Popstar: Never Stop Never Stopping (2016)

Even if the music in Popstar, The Lonely Island’s parody of puffed-up music documentaries such as Justin Bieber’s Never Say Never, is so era-specific that it doesn’t quite hold up now, the film’s observations about celebrity culture and its relationship with the media do. The world of pop megastar Conner4Real, played with disturbing guilelessness by Andy Samberg, is one of depraved media stunts, outlandish flattery and, eventually, abject cruelty. There’s something depressingly real about the way Popstar depicts the music industry as a pack of vultures ready to dispose of its stars the moment fresher meat comes along.

Walk Hard: The Dewey Cox Story (2007)

A pitch-perfect skewering of early-00s music biopics such as Ray and Walk the Line, Walk Hard is ridiculous – Jack Black plays Paul McCartney – but in tune with its inspirations enough to work as both an affecting rock film and a damning satire.
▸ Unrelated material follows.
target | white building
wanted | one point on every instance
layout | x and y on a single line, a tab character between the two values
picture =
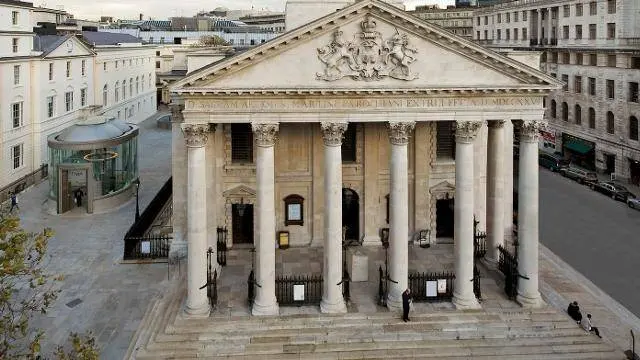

Its beats are painfully familiar – early tragedy, meteoric rise, infidelity, experimentation with drugs, downward spiral, late-career triumphant return – to the point that you start to wonder if it should be required viewing for anyone seeking to make a rock biopic.

This Is Spinal Tap (1984)

The most incredible thing about Spinal Tap might be the fact that, 40 years after its initial release, it still feels like the definitive music industry satire: a wry, straight-faced parody of self-indulgent “rockumentaries” that unearths infinite truths about the egos and artistic ambitions of many famous bands, as well as the airheaded support teams around them. Everything in the film, from the band’s relationship with the press to its idiotic album concepts, still feels bracingly real, to the point that you have to wonder what new material the forthcoming sequel, currently filming, can offer. But there is one new rock trope that’s been beaten to death since the original’s release: nowadays, you’d be hard-pressed to find an arena rock band that hasn’t described one of their tours as “very Spinal Tap”.